Now I am recovered I still retain that interest and remain convinced that low dopamine contributes to DP. In fact I remember a while back discussing this with tommygunz on his thread because he had put that it was high dopamine and then later revised it to low dopamine having researched more thoroughly.


----------



## comfortably numb

Inzom said:


> A psychiatrist I´ve spoken to actually wants me to take this drug for dp/dr Flupentixol also called Depixol and Fluanxol. It is a *typical* first generation anti-psychotic with some supposed antidepressive traits. When he first mentioned this I could not believe what I was hearing. I mean, most people know that antipsychotics lower dopamine and generally lower frontal lobe activity, cognition and perception etc. Any thoughts on this? Am I wrong? I am sure if I took this shit I would go crazy.


 Personally i wouldnt touch that drug with a 10 foot pole. But thats just me. However unless youve tried the usual atypical anti-psychotics and atleast one of the less harsh typical anti-psychotics such as loxapine i could not in good faith recomend this drug at all.

Also despite what people are saying i am pretty sure there isint a whole lot if any evidence to suggest that cannabis has much of a effect on dopamine at all. Even if it does it certainly does not fit the profile of a dopaminic drug such as cocaine, amphetamines or even alcohol does. It certainly does not cause dopamine depletion like the various amphetamines do as you don't feel like a complete sack of shit or go completely psychotic after giving up cannabis. Not that i think cannabis has any real withdrawal effect to begin with. But thats just my opinion there.

I have said this in the past and i will say it again i don't think dp/dr is caused by 1 neurotransmitter run amok. I don't think it's that simple or there would be alot higher success rates with the medications that are already in use. Depression and other mental illnesses even schizophrenia arent as simple as 1 neurotransmitter not working right so why should dp/dr be any different?

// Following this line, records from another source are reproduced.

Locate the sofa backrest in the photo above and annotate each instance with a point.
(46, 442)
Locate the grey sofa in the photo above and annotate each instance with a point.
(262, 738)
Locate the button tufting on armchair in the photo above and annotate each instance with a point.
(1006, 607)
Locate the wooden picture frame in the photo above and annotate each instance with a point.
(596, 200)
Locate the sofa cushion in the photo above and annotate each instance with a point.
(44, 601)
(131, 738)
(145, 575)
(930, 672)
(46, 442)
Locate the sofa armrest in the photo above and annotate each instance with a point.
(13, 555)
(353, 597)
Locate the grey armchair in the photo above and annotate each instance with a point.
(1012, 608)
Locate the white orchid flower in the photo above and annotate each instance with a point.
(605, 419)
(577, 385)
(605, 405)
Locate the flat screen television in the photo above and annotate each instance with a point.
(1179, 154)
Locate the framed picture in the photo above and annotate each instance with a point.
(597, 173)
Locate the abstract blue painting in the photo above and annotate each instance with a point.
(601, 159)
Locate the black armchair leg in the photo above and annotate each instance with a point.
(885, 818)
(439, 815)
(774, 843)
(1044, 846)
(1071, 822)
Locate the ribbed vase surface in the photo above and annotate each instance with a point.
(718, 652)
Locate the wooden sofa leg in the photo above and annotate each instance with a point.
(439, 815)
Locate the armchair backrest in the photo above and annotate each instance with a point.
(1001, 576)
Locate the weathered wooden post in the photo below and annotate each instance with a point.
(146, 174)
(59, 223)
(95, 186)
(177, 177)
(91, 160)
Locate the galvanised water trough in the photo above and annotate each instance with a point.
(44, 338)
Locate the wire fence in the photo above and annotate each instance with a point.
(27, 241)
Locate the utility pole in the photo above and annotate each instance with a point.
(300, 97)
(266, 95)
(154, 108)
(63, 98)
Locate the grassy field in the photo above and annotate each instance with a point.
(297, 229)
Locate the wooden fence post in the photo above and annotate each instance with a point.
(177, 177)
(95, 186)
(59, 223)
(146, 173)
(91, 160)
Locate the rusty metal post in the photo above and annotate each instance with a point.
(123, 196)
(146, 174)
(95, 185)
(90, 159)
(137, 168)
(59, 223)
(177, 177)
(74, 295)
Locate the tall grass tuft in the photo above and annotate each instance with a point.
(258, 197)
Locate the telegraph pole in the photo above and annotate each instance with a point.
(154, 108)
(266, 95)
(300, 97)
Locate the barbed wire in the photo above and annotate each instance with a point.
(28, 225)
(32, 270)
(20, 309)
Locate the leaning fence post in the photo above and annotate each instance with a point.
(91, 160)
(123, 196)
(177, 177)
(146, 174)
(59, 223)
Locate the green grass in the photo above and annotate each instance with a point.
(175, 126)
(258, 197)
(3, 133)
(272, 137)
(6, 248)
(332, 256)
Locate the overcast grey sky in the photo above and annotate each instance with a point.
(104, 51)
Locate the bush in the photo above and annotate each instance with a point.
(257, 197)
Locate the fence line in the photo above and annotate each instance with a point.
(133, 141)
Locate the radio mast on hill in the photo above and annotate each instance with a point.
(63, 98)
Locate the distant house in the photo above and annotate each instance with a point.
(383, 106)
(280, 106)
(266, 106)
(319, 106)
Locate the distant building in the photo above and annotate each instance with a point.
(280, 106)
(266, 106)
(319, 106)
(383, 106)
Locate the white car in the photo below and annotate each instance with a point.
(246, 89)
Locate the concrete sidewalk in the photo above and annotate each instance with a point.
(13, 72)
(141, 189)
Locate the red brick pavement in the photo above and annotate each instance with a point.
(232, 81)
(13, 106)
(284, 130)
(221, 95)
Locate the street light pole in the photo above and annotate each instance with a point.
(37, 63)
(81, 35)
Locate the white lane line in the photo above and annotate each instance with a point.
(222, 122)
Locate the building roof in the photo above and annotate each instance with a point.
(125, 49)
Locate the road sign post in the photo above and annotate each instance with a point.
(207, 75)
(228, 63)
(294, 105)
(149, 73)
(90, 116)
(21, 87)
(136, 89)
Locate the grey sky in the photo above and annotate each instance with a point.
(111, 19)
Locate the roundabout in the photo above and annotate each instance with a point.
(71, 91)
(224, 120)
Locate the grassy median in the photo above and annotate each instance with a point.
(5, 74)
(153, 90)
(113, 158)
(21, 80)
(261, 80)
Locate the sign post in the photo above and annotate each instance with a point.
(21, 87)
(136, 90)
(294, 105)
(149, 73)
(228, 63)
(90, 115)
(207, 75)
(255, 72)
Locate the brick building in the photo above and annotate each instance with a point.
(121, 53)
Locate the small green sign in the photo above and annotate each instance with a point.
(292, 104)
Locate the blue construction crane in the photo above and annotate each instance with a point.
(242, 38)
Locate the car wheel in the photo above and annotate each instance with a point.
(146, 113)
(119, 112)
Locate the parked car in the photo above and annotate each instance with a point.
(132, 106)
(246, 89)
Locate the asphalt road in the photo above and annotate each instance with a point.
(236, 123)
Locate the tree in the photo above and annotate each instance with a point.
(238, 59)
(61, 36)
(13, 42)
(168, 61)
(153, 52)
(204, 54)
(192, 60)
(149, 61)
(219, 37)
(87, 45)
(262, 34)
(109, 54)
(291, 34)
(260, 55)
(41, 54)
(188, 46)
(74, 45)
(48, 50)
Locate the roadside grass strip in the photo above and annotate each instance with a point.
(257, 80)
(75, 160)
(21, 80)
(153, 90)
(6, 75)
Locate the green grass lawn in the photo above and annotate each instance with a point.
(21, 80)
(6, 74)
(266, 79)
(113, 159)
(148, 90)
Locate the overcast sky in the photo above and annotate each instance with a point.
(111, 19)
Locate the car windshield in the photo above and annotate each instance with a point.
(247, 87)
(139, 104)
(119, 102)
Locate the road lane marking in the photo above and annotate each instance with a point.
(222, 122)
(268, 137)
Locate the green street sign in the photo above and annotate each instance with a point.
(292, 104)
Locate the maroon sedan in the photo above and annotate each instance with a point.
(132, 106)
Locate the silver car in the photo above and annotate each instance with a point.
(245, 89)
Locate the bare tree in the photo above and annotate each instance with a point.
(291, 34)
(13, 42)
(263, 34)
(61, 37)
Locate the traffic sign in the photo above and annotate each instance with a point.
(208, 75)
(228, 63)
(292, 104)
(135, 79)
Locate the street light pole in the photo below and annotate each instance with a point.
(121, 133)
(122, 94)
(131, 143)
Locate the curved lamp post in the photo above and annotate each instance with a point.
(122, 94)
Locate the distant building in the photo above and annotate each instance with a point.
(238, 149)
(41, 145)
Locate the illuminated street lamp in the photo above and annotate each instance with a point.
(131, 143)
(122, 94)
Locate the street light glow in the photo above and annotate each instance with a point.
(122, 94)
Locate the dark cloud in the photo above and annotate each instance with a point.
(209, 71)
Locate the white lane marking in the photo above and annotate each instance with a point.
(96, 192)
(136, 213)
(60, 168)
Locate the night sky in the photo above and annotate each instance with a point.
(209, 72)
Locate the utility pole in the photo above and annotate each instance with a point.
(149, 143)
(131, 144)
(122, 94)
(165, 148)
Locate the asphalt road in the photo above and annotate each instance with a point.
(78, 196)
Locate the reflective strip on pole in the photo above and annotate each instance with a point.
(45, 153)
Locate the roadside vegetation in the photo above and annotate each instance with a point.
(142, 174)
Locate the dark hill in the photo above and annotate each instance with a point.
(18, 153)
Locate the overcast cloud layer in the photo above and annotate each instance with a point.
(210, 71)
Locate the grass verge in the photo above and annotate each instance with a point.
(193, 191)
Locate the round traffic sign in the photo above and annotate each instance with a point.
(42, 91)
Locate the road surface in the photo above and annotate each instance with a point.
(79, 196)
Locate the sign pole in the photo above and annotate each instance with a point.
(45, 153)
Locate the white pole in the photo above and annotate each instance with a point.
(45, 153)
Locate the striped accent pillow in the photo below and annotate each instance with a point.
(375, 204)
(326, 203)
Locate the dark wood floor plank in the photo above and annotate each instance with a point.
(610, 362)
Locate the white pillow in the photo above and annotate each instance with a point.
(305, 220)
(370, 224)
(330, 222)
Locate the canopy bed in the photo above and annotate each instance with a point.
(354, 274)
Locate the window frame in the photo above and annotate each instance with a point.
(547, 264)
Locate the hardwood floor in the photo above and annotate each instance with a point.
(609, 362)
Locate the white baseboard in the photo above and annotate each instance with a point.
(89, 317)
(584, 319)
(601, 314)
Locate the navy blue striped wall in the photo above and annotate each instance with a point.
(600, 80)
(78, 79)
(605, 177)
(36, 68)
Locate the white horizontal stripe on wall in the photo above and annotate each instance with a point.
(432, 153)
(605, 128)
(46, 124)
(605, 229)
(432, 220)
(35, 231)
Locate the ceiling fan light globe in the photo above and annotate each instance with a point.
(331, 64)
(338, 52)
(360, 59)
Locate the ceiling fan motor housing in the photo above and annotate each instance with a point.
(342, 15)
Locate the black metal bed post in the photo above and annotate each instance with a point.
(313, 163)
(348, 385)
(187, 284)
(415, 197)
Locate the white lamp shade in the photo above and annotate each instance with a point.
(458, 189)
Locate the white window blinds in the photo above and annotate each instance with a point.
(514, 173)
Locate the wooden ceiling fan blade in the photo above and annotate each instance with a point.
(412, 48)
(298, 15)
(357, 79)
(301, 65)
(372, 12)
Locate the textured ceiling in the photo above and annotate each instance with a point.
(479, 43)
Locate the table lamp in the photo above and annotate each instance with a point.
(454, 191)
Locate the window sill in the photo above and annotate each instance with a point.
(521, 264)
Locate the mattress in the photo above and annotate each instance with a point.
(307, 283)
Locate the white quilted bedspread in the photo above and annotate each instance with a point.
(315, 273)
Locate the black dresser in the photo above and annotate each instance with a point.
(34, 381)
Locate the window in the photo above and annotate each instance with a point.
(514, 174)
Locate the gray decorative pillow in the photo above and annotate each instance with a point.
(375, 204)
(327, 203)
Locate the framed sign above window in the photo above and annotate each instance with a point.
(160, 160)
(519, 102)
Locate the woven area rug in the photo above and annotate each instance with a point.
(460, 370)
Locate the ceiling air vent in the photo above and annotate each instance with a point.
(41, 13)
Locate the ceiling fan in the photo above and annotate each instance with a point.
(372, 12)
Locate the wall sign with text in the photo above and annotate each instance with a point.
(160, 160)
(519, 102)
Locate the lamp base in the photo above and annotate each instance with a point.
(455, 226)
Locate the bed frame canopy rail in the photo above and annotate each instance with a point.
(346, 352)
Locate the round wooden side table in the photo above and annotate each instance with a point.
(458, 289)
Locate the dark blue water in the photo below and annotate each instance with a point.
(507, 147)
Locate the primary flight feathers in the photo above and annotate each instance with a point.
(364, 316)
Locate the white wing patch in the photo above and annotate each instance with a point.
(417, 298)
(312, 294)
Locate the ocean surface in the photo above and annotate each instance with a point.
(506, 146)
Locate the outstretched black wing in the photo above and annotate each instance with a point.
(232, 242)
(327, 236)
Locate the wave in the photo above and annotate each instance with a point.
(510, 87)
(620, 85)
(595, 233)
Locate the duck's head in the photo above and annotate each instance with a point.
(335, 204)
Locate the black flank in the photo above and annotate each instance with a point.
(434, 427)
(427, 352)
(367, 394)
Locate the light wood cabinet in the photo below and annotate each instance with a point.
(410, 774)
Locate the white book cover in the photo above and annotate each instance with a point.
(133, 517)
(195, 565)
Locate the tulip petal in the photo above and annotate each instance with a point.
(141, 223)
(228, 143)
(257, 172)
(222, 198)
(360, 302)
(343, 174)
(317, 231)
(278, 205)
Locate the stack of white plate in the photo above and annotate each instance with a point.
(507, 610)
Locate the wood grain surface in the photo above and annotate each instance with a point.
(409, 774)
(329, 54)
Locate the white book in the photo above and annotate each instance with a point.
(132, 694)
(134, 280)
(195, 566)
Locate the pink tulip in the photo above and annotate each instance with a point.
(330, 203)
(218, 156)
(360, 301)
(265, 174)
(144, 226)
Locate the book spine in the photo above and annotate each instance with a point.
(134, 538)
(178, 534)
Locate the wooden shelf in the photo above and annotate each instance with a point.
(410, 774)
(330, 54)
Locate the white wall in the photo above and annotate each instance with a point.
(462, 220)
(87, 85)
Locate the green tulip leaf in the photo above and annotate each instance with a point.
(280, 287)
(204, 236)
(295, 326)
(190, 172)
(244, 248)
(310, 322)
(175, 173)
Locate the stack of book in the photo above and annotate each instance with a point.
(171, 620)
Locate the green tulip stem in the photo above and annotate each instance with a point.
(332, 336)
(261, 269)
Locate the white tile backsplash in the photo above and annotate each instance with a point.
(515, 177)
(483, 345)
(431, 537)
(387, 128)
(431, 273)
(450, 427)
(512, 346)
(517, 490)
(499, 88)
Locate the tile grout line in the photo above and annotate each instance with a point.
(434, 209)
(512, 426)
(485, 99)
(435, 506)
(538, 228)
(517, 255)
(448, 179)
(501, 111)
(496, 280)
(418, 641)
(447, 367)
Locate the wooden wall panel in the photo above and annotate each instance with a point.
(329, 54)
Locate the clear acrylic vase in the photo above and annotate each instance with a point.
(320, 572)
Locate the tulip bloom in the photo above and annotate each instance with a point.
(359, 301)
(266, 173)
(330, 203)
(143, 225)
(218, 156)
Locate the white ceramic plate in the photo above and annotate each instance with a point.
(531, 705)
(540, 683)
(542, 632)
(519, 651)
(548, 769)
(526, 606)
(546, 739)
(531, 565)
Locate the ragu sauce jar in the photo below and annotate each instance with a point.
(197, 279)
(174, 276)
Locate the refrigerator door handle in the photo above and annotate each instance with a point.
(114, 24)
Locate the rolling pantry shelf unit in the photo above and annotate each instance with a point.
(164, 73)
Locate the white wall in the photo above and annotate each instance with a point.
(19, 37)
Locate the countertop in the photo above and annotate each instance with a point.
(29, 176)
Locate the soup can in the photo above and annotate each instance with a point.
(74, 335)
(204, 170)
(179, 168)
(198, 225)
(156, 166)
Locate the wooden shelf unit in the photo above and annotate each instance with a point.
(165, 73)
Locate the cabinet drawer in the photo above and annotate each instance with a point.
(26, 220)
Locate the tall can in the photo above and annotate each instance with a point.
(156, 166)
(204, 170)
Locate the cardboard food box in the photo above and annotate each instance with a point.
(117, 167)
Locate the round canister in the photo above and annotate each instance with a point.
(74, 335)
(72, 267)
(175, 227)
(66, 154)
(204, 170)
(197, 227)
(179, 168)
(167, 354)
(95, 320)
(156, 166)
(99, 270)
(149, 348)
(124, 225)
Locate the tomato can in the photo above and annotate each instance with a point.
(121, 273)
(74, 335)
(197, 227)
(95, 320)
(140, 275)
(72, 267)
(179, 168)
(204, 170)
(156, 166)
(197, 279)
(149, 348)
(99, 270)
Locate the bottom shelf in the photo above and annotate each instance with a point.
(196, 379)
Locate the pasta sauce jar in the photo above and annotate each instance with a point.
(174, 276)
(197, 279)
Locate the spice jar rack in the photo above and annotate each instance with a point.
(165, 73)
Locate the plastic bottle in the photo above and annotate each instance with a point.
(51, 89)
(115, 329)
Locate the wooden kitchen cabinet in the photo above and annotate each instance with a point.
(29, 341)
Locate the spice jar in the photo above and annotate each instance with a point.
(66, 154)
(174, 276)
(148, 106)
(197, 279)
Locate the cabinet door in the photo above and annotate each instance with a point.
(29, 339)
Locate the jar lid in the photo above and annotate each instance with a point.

I havent been doing a whole lot of reasearch on the subject lately as ive been too busy with other things to really keep up on this. So take my advice with a grain of salt.


----------



## rob35235

Absentis said:


> I'm sorry if anyone has been mislead or misinformed due to this post. I wish I was a moderator so I could close threads filled with factually incorrect information, like this one. This forum is slowly becoming a cesspool of ignorance, and without knowledgeable moderators to steer its path it's doomed to become the empty shell of a once useful community. (Dreamer, if only we could clone you things wouldn't be so bad.)
> 
> No, there is no such theory that high levels of dopamine cause dp/dr. There isn't even a credible hypothesis that such a _correlative _relationship exists, much less a _causative _one. (I doubt you even know what theory means, since you blatantly misused the word. Protip: Theory doesn't mean "shit I made up").
> 
> Are you serious? I have the feeling that you're trolling this forum because I find it hard to believe that you are presenting this as a legitimate argument.
> 
> I've been trying to come up with a metaphor that will display the kind of outlandish statement that is being made about the brain in a readily understandable fashion. Let's substitute car for brain, and oil for dopamine. Let's say there is a "check oil" error message that is emitted from the dashboard of this car. The equivalent to rob35235's "lower dopamine" is the same approach as troubleshooting the problem with the car's oil by draining the oil from the car. "What? You mean without even checking the car for a leak, looking at the engine, asking if we're using the wrong kind of oil, or taking it into a dealership?" "Nah Dude, the problem is with the oil, so if we take it out we'll be fine." I shouldn't need to say this, but I'll say it anyway: You need oil to run a car.
> 
> Now if you're thinking to yourself that this analogy makes no sense, then you know what it is like for me to read posts like this one.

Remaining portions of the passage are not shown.